O secretariado regional do Centro do Sindicato Independente dos Médicos (SIM) exigiu esta segunda-feira que o Governo resolva com a "máxima urgência" a falta de obstetras nas maternidades de Coimbra.

A não atribuição de vagas suficientes de obstetras tem consequências inevitáveis para o funcionamento eficaz e eficiente do serviço e irá causar prejuízos às grávidas da região Centro", refere a estrutura sindical, em comunicado enviado à agência Lusa.

Para o SIM, a ministra da Saúde não se pode refugiar na "habitual resposta de estar a pensar em reestruturar os serviços".

Tal como em Lisboa, Beja, Évora e Algarve, os períodos de contingência têm-se repetido, com escalas do Serviço de Urgência abaixo dos mínimos, médicos com excesso de trabalho e agora anunciado o encerramento da Maternidade Bissaya Barreto em vários períodos até ao fim do mês, de acordo com a escala conhecida até hoje", lê-se no comunicado.

O sindicato lamenta que as grávidas sejam "obrigadas a recorrer à urgência da Maternidade Dr. Daniel de Matos, que também tem falta de recursos".

A estrutura regional considera que esta "não poderá ser a solução, pois não haverá capacidade de resposta adequada às necessidades".

A urgência da Maternidade Bissaya Barreto, em Coimbra, não vai encerrar entre as 21:00 desta segunda-feira e as 9:00 de terça-feira, como estava previsto, confirmou à agência Lusa fonte do Centro Hospitalar e Universitário de Coimbra (CHUC).

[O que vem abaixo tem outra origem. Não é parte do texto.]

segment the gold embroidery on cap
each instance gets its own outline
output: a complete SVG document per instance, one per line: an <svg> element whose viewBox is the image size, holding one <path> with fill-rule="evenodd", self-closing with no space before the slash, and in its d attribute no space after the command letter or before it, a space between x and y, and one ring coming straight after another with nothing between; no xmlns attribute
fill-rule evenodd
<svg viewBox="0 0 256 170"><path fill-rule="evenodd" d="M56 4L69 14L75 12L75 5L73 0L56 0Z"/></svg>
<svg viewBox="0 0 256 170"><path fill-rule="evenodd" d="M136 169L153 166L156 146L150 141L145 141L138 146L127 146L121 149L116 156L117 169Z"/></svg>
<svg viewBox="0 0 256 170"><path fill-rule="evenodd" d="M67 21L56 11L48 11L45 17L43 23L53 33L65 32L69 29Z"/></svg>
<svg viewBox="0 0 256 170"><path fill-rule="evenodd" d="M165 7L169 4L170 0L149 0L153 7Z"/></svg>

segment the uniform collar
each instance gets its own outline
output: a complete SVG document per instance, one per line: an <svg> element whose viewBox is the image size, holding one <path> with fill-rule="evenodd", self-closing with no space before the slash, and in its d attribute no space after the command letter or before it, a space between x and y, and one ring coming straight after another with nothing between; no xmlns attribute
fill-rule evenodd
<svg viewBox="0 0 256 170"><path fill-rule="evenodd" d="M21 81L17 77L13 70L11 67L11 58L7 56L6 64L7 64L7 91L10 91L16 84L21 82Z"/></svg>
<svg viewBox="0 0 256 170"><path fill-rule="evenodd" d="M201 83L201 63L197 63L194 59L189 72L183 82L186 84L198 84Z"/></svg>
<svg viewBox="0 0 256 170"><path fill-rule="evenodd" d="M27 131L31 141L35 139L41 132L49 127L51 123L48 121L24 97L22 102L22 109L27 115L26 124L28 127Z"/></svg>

Fonte do gabinete de comunicação disse que uma médica obstetra se disponibilizou para substituir uma colega que se encontra de baixa, evitando o encerramento, como referia hoje a edição do Diário de Coimbra.

Segundo a mesma fonte, a administração do CHUC está ainda a desenvolver todos os esforços para que a urgência da mesma maternidade não encerre no sábado.

Na sexta-feira, a Secção Regional do Centro da Ordem dos Médicos (SRCOM) revelou que existe uma "preocupante falta de obstetras na zona Centro do país, claramente insuficientes para dar resposta adequada às necessidades dos cidadãos".

Além da falta de recursos humanos, a SRCOM denunciou também a incorreta dotação de obstetras das duas maternidades de Coimbra.

"As respetivas unidades estão a funcionar muitas vezes no limite, bastando haver uma baixa de um médico para colocar em causa todo o funcionamento do serviço", referia um comunicado.